Signs you can afford a bigger house in Florida

afford a bigger house in Florida

Living in Florida is great as Florida is a great state to live in. No matter what city you are currently living in, you must have a great house. But sometimes, the house you live in just doesn’t have as much space as you need it to have. It’s not a lack of storage issue we’re talking about. It’s a lack of space in your home. You might want to have a slightly bigger bedroom or your living room is just not big enough for your whole family to watch a movie comfortably together. When that happens, you ask yourself “Can I afford a bigger house in Florida?“. We’re here to talk about the signs that can show you that you are able to afford a bigger house in Florida.

Low debt-to-income ratio

A lot of homeowners in the US are in debt because homes in the US can cost a lot of money. This is because, in order to buy a house, you need to get a mortgage. And in order to get a mortgage, the borrower checks your debt-to-income ratio. If your debt-to-income ratio is 43% or below, you will be able to get a mortgage easily. This means that buying a bigger house can be possible if you are willing to take out a mortgage.

You can calculate your debt-to-income ratio by yourself too. You need to add up all your monthly debts and divide them by your gross monthly income. We will give you an example for easier understanding of this. If your debts add up to $3,000 per month and your gross income is $7,000, your debt-to-income ratio is 42%. You can work on improving this ratio by paying off your debts. After a few months, you should do these calculations again and see if you are now eligible for a mortgage.


You can easily track the numbers yourself.

Good or excellent credit score

Another very important thing when you want to take out a mortgage in order to afford a bigger house in Florida is to check your credit score. A credit score is based on a level analysis of a person’s credit files. It is used to represent the creditworthiness of an individual. In order to get a mortgage with the best interest, your credit score needs to be over 740. Anything over 800 is considered to be an excellent credit score. If your credit score is good or excellent, that is definitely a sign that you can afford a bigger house. And once you purchase your bigger house, we suggest hiring City Movers for your upcoming relocation.

Plenty of emergency funds

It’s always good to have any amount of emergency funds, but when you have plenty of them, you can start thinking about buying a bigger house. If you find a house that you want and you have at least 20% of the full price to pay immediately, this is a good sign. You will be able to get the best mortgage terms and interest rates if you can pay 20% of the price upfront.

But of course, it’s not enough to just have money for the home. You also need to have some money saved for emergency situations as you never know when they can occur. To have more money in your emergency fund, you need to start saving more. So maybe say goodbye to a new phone this year or that trip you have been thinking about planning. Investing in a bigger house is a much smarter move.

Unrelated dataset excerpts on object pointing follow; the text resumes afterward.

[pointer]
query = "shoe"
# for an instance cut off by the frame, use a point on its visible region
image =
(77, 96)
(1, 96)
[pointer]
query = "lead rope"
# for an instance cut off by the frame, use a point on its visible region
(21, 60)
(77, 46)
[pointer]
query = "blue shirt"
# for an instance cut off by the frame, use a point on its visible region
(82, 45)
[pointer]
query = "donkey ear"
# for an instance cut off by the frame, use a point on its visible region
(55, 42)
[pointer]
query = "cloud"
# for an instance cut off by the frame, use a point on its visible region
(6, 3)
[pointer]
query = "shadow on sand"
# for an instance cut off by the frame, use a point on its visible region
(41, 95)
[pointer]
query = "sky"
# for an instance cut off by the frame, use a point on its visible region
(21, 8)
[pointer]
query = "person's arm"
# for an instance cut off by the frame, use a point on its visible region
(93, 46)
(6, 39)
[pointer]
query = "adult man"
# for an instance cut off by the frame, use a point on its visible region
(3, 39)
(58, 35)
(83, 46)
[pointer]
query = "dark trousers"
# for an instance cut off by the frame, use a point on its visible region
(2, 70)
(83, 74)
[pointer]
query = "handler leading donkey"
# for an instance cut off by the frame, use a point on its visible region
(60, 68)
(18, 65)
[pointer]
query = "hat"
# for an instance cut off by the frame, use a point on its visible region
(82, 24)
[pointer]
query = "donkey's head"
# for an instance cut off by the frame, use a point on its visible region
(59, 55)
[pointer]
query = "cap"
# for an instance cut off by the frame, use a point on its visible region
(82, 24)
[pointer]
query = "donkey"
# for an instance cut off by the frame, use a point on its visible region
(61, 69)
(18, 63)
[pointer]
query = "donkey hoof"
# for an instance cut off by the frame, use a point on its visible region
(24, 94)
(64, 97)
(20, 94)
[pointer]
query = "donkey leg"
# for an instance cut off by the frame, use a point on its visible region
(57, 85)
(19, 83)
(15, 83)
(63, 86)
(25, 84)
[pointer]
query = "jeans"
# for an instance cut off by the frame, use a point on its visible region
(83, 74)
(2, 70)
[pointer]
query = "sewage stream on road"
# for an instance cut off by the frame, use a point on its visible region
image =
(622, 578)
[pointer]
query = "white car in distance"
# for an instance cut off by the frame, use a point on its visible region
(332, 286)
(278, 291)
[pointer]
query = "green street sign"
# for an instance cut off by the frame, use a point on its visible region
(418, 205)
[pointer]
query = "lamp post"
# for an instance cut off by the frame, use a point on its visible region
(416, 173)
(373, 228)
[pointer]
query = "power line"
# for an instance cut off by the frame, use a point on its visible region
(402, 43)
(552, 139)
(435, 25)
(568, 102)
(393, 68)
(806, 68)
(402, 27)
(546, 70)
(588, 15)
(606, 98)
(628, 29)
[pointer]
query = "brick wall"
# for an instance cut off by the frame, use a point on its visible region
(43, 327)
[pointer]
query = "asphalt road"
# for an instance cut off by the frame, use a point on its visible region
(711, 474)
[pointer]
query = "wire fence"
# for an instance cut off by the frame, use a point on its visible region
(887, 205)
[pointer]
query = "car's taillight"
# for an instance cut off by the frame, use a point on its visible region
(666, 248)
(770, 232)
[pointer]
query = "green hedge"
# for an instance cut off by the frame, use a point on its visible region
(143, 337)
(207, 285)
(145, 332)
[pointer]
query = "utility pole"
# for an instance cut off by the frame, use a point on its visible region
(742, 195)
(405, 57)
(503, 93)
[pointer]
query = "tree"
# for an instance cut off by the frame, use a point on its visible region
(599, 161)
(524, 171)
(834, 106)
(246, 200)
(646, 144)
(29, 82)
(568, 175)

You need to have a lot of money saved on the side in order to easily afford a bigger house.

You have your monthly budget under control

Keeping track of how much money you are earning, saving and spending monthly is very important if you are thinking about buying a bigger home. In fact, investing in any sort of real estate requires this type of financial organization if you want to avoid having any issues later on. Knowing this allows you to spend your money much better and smarter. By doing this you will be able to calculate how much money you will be able to spend monthly after the big purchase. If you add a new mortgage payment to the mix of every other monthly expense you have without having control over your current finances, you could end up with a lot of financial problems.

You have good insurance

As you never know what could happen, it is always recommended to have insurance. Without good insurance, your family will be stuck in debt after you pass away. This is not something you want to set your family up with as they are going to have other expenses that they are going to have to cover. Life term insurance is cheap and easy to find so make sure you buy enough life insurance to protect your family before you buy a larger house. Having insurance will also reduce stress while moving.


Having life insurance is a great sign for those thinking about purchasing a bigger house.

After buying your new bigger house…

Once you buy your bigger house, it is time to start preparing for the move. The first thing you need to do is find experts you can rely on for your relocation. Try to do this months in advance so you can still save up some money on the side for emergencies. For saving a bit more on your move, move out of the season. Summer is when the moving season is at its peak so avoid moving this time of the year.

Even after moving to your new house, try to keep track of your earning, saving and spending. This way you will fix your debt-to-income score faster, gain a better credit score and have more money on the side.